Secretion of soluble factors
MSCs can regulate macrophage polarization by secreting soluble proteins, including ILs and chemokines, which ultimately relieve SCI.
Multiple findings have shown that ILs play important roles in macrophage polarization. IL-4 and IL-13 are classic inducers of the M2 macrophage phenotype [90, 91]. IL-4 induces c-Jun N-terminal kinase (JNK) in macrophages, leading to subsequent downstream transcription of c-Myc in conjunction with IL-4Rα, as well as increased expression of the M2 markers, Arg1 and Mrc1 [92, 93]. In addition, IL-4 upregulates the expression of M2 macrophage genes (such as Arg-1 and YM1) by activating the IL4-Rα–JAK–STAT6 and PI3K pathways, which facilitate M2 macrophage polarization. PPARγ and PPARδ also participate in the process as downstream signals of STAT6 [94, 95]. IL-13 acts on a complex receptor composed of IL-4R and IL-13Rα, and upregulates M2 macrophage markers by activating STAT6 to promote macrophage polarization [95]. Researchers transplanted MSCs genetically engineered to secrete IL-13 into mice with SCI and observed a significant increase in M2 macrophages in the transplanted areas. It is worth noting that the majority of these are peripherally derived macrophages [96]. Furthermore, using an anti-IL-7Rα monoclonal antibody to block IL-7 signal transduction after SCI can promote M2 macrophage induction [97]. Another study provided evidence that transplanted human umbilical cord MSCs can promote M2 macrophage polarization by decreasing IL-7 expression, thereby alleviating SCI [98].

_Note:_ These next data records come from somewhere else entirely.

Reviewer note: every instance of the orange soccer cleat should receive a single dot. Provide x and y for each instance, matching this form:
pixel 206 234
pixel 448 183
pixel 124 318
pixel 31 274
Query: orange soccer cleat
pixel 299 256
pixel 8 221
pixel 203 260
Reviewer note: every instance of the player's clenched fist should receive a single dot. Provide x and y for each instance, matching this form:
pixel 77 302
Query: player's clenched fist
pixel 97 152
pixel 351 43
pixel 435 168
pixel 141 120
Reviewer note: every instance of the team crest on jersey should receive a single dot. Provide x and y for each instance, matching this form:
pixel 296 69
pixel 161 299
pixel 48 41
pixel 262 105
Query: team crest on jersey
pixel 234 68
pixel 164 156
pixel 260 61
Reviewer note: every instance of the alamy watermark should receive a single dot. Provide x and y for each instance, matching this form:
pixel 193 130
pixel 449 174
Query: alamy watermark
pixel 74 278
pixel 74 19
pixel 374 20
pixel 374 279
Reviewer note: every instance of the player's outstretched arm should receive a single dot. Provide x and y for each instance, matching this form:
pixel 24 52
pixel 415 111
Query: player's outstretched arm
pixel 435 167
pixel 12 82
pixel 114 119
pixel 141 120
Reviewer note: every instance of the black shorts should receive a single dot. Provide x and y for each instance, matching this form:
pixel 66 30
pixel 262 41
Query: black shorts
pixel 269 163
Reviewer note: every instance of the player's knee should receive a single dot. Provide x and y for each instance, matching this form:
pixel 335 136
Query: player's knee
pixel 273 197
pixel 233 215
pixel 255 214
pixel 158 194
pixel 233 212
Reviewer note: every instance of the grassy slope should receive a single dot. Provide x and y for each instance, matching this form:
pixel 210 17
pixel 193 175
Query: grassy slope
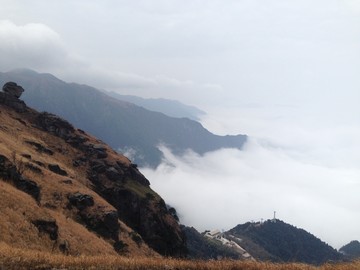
pixel 18 209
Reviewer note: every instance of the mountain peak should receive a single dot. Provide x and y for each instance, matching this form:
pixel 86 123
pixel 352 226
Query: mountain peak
pixel 64 187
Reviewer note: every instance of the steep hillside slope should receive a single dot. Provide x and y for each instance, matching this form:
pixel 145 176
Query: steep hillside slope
pixel 124 126
pixel 63 190
pixel 281 242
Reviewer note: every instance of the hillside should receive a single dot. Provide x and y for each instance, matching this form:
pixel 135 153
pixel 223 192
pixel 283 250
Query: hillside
pixel 124 126
pixel 171 108
pixel 282 242
pixel 65 191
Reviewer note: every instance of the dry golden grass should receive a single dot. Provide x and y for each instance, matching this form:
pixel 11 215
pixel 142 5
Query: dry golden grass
pixel 13 258
pixel 18 209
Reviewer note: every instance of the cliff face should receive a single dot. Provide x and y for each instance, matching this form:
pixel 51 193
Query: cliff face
pixel 72 193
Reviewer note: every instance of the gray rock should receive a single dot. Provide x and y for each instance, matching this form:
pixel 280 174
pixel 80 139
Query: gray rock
pixel 13 89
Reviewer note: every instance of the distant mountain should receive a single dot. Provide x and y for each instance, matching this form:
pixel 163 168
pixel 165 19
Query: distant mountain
pixel 201 247
pixel 124 126
pixel 351 250
pixel 65 191
pixel 282 242
pixel 171 108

Research conducted by Tomomi et al. showed that implanting human MSCs into mice with SCI induced M2 macrophages through a mechanism related to IL-4 upregulation. The neuropeptide, pituitary adenylate cyclase-activating polypeptide, induced by the microenvironment also participates in crosstalk between MSCs and macrophages and enhances macrophage polarization, although the specific mechanism involved remains unclear [99].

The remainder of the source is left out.